When Two Six Technologies Senior Research Scientist Nathan Brugnone—a Michigan State University dual Ph.D. alumnus in computational mathematics, science and engineering (CMSE) and community sustainability (CSUS), decided to sponsor two capstone projects, he had no idea he was about to launch a collaborative effort with far-reaching effects.
Brugnone partnered with MSU’s Department of Computational Mathematics, Science and Engineering (CMSE), an academic department shared by the Colleges of Engineering and Natural Science, and the Master of Science in Data Science program (MSDS), a joint venture between three departments: Statistics and Probability (STT), CMSE, and Computer Science and Engineering (CSE). The outcome was a multiclass, multi-student project resulting in the publication of a methodology that can be applied across disciplines.
“The projects are our way to let students engage with problems - to do some medium risk kinds of things that we wouldn't otherwise do from the community partner perspective,” said Brugnone.
One of the original Two Six Technologies projects was designed for undergraduates in the CMSE 495 capstone class. The other project was for graduate students in the MSDS. Dirk Colbry, senior specialist for curriculum development in CMSE and lead for the CMSE 495 capstone class, and Paul Speaker, director of the MSDS program and associate professor of statistics and probability, reviewed the projects and decided to create a collaboration.
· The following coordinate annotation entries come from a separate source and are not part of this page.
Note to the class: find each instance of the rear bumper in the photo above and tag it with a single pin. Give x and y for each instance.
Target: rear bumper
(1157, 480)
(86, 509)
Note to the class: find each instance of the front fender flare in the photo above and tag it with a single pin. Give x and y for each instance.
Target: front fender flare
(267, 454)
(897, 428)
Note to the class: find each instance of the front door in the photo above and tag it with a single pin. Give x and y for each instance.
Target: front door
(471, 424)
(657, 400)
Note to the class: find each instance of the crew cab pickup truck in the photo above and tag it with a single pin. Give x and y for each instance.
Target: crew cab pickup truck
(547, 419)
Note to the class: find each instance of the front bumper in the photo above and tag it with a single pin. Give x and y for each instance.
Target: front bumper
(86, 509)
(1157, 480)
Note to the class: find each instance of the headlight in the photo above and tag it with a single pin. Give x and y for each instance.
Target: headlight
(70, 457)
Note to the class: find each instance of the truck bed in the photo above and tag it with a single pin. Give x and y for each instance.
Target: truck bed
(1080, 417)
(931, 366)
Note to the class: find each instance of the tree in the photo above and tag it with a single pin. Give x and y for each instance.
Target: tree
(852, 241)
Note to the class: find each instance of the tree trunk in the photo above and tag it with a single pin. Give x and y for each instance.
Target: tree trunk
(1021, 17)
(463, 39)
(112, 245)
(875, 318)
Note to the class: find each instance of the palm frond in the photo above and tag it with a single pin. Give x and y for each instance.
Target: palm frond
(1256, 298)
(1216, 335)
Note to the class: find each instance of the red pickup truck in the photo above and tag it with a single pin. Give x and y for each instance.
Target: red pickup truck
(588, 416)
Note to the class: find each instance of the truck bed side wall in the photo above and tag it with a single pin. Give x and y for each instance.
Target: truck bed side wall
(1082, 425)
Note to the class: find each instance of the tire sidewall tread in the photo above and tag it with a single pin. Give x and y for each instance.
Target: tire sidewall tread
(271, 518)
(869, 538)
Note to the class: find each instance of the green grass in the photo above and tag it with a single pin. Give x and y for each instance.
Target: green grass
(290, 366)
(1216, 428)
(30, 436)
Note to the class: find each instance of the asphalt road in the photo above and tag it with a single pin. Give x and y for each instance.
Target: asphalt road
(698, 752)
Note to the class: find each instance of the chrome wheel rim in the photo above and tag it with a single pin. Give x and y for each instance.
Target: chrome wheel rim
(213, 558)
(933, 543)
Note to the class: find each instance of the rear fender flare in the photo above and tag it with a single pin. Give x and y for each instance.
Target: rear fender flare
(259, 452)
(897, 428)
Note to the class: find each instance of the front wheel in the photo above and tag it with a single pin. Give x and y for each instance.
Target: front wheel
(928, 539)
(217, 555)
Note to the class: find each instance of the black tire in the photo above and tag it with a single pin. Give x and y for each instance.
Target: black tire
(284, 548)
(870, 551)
“We just said, ‘Why don’t we bring it all together?’ The undergraduates would benefit from working with the graduates and vice versa,” Colbry said. He then recruited Maryam Berijanian, a Ph.D. student in CMSE, to coordinate the project.
The project stemmed from a request Two Six Technologies received from a client, which was to conduct a literature review of new research and explain the topic in a summary.
“Two Six would typically get human experts to read publication after publication, and then manually generate very complex, fuzzy cognitive maps to summarize a vast amount of data in a format that the client could then read and understand,” Colbry said.
Fuzzy cognitive mapping (FCM) is a graphic technique used to describe causal understanding in a wide range of applications. The question for the students was: Could they build a model with AI for the project and provide it to the experts at Two Six Technologies for validation instead of the experts building it from scratch themselves?
The answer was yes.
Brugnone said the students surprised him with the adaptability they showed throughout the process. “I wanted them to feel like they had some kind of buy in and they had creativity that I didn't have. They did a very good job of self-organizing around the different aspects of the problem.”
The collaborative approach also resulted in a published paper for the NLP4Science workshop, which was held at the 2024 Conference on Empirical Methods in Natural Language Processing (EMNLP). The paper titled“Soft Measures for Extracting Causal Collective Intelligence"established a significantly improved methodology for graph-based theory models in AI.
Colbry’s enthusiasm for the project was equally clear.
“What's neat about being in computation is you find a technique that works, and you can actually apply it in different scenarios, which is why CMSE exists,” said Colbry. “Two Six will be able to apply this model and train it to do a lot of this work for them. That's the theory.”
Colbry and his team plan to continue using the methodology in other academic projects too. “We're hoping to apply the same technique with a vast amount, like thousands and thousands of data points, so we don't have to worry about the training of this model. Then we can do it at scale,” Colbry said.
“Making space for that paper to happen and talking to people about it facilitated other conversations that have turned into research directions,” said Brugnone. “I think the proof is in the pudding that it's working. It just seems like a win, win, win - for the students, for the program at MSU, and for the community partner.”